API Client can now be downloaded from the MC

[cneijenhuis]

API Client can now be downloaded from the MC in the Postman Environment format. It works with the default Import dialog 👍

[czacherl]

@cneijenhuis great thing. I need to check something regarding data security again with Postman on short notice for that, as we got some issue by @jenschude regarding uploaded environment variables. It might be, we can work around it with a simple note for the downloader.

[cneijenhuis]

OK, feel free to merge once you have clarified it (I'll be on vacation, as you know :) )

[czacherl]

The "problem" currently is, that the environment data, which can be sotred in postman is synchronized with the postman repositories. There it is secured in a encrypted AWS system. Though, the encryption on the data is handled server-sides. They are working on a solution for client side encryption. This is the text I received from postman on a security enquiry:

We use AWS as our infrastructure provider. Postman data is stored in encrypted databases on Amazon RDS. Postman uses Secure Websockets (wss) for all communication between the app and our servers. Data is AES-128/SHA-256 encrypted and sent over TLS 1.2 during transit. Data, depending upon its internal sensitivity classification, is also AES-256-GCM encrypted at the application layer prior to storage. In the near future, we will also introduce Client-Side Encryption.

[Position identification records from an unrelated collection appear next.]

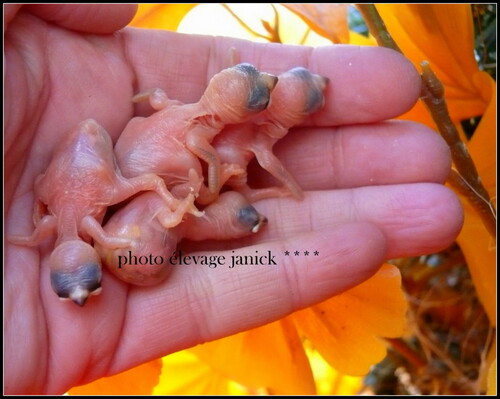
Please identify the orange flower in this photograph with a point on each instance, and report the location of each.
(139, 380)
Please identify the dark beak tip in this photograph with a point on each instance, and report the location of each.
(80, 301)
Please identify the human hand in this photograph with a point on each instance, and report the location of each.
(373, 190)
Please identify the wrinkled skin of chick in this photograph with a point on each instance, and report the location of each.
(145, 261)
(298, 94)
(173, 140)
(81, 181)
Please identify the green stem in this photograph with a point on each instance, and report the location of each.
(466, 179)
(377, 26)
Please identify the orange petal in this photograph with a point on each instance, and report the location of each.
(478, 246)
(139, 380)
(184, 374)
(344, 329)
(443, 35)
(160, 16)
(492, 379)
(270, 357)
(327, 20)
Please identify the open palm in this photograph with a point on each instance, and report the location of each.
(373, 190)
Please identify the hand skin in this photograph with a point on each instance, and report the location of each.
(373, 189)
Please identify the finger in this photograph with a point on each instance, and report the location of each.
(199, 304)
(90, 18)
(367, 84)
(390, 152)
(415, 218)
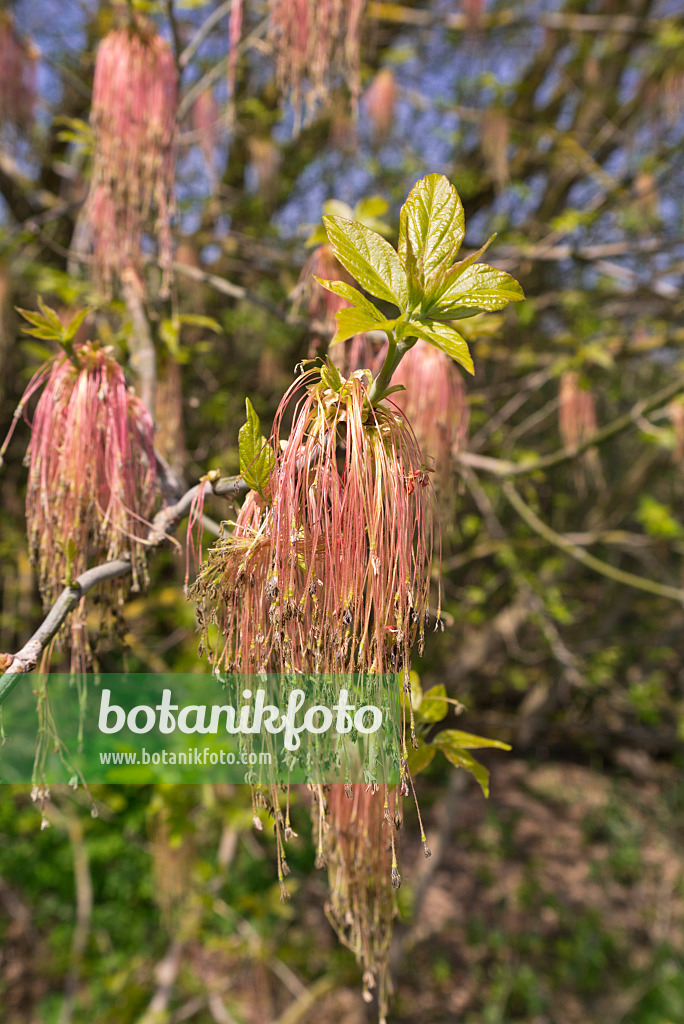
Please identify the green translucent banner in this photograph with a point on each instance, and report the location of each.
(195, 728)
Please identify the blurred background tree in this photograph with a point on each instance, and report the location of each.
(561, 125)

What will be needed here is a notification to the downloader and user, that states that:

• their data environment data, including project keys and secrets will be synced with Postman
• the encryption is server based for that data
• we do not take any responsibility for what happens to that data

Shall I write something for that or do you have something matching in mind?

[cneijenhuis]

@czacherl Please write something :)

[cneijenhuis]

I'll merge it, I think the notice can be done in another PR.